We choose to take genetic genealogy tests for varied reasons - perhaps to investigate a particular family relationship, to search for relatives to help us with brick walls, or for insight into our deep ethnicity. If you're taking a first DNA test hoping to connect to unknown cousins, then results day can be both over and under-whelming. There's a large amount of data and new terminology, and it's quite likely this won't lead to any immediate lightbulbs - learning how to make use of this resource takes time if you want to avoid 'DNA disappointment'.
This week I was asked for help with getting to grips with autosomal DNA test results. Each of the major DNA testing companies produces useful support materials on their websites, but you also have great materials available online from well-known genetic genealogy experts. The next steps after your first test are well-described in in Maurice Gleeson's 'Who do you think you are?' 2015 conference talk, Autosomal DNA: how to use it in practice. Blaine Bettinger, interviewed here by Amy Johnson Crow talks first steps after an autosomal test, and in her blog DNAeXplained, Roberta Estes takes a detailed look at 'What next?!'.

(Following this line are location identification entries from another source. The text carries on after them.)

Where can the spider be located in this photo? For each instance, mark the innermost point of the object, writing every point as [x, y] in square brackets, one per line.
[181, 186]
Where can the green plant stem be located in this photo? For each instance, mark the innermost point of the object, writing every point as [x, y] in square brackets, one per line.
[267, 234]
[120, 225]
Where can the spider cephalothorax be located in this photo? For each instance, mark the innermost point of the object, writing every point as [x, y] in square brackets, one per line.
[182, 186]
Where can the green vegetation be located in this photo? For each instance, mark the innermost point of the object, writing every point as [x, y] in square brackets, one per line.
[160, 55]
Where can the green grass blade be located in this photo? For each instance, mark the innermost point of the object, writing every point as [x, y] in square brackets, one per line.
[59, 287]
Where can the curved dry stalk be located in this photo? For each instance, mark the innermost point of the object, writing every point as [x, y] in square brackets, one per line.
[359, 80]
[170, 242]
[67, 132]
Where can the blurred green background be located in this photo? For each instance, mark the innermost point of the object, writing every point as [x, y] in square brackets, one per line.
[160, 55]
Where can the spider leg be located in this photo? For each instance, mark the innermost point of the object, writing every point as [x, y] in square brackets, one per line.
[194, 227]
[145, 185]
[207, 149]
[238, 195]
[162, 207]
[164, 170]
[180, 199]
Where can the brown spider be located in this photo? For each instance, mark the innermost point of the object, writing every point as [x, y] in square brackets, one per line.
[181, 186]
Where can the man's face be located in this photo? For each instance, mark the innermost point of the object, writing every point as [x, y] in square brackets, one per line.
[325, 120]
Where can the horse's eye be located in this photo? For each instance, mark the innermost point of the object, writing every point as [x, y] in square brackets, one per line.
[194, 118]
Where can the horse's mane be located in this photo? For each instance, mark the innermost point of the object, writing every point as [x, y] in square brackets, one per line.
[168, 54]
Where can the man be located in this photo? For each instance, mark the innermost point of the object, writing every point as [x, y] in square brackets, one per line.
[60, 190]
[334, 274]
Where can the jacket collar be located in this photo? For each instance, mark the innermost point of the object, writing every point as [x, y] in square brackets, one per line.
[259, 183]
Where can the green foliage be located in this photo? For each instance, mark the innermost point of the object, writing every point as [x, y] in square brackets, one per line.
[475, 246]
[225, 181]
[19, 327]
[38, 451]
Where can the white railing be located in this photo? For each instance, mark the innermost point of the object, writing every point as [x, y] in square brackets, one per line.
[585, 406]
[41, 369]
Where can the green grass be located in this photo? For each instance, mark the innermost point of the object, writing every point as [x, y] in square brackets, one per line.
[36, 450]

If you're looking for more then the 2017 videos from the International Genetic Genealogy Conference chaired by CeCe Moore could be it (note there is a charge for these videos), and you can now browse for DNA topics from recorded sessions at this year's RootsTech2018. And of course the wonderful ISOGG Wiki (from the International Society of Genetic Genealogy) is your go to place for technical explanation.
Bookmark these pages and they'll get you started and keep you updated on new tools and approaches for genetic genealogy.